A Common-Sense Guide to Data Structures and Algorithms – Part 7

This week we covered chapters 13 and 14 of A Common-Sense Guide to Data Structures and Algorithms, 2nd ed. by Jay Wengrow (link). I’ve been coding along in Python on my Github.

Our topics today were Quicksort and linked lists.


Recursive Algorithms for Speed

  • There are many ways to choose the pivot during partitioning (e.g., first, last, middle, random). Ideally you want a pivot that evenly partitions the list.
  • An important aspect of partitioning: After partitioning, the pivot is now in its proper place.
  • I’m sure this can be brushed aside because Big O is about magnitude, but technically Quicksort is O(N log_2 N). It’s base-two because you make two sublists and sort them.
  • Regarding the worst-case for Quicksort (i.e., an already sorted list), there are heuristics for this to make it O(N). Count the number of swaps during the partition; if it’s zero, you’re done. Another one is to do a check to see if the list is already sorted, which is O(N).
  • I’d never heard of Quickselect before; Houston hadn’t either. Basically you only keep looking in areas of the array you care about — ignore everything else, as there’s no need to process it.
  • The Big O of Quickselect being O(N) I think is a geometric series — N + N/2 + N/4 + N/8 + …
  • Merge sort is useful for sorting linked lists (i.e., no locality of reference where the N+1th element is one cell to the right of the Nth element).
  • Houston spent more time than he planned coding up the exercises in this section.
  • Necklace: the last node of a linked list points to the first
  • Something that helped Dennis understand Quicksort was this dance video.

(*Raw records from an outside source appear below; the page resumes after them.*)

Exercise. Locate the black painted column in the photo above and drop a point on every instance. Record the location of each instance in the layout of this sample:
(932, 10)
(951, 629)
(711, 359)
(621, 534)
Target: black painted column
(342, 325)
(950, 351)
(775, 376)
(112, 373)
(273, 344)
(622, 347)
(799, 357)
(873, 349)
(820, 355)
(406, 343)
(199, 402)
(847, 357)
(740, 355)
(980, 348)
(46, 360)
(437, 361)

Node-Based Data Structures

  • One of the most powerful attributes of linked lists is the O(1) insertion and deletion — no need to shift elements.
  • Dennis shared an analogy… Arrays are like contiguous seats in a movie theater.
  • I think the author buried the lede about doubly-linked lists being good for queues and stacks. So basically, linked lists as just lists aren’t super useful, but as specific types of lists they are.
  • Exercise 4: My first approach is to build a new list by iterating over the original one backward. Then return the pointer to the new list’s head node. Alternatively, you could use an array/list to make note of all the pointers, then iterate over that array backward to rewrite the pointers in the original list. (I like the book’s simpler approach of only needing to keep track of previous, current, and next.)
  • Houston thought about using recursion for Exercise 4 without much success.
  • Exercise 5: I didn’t know how to do this one. The trick is you copy the next node into yourself and link yourself to the node that comes after it then delete the next node.
  • I learned that Python has no bottom-tested loops (e.g., do-while).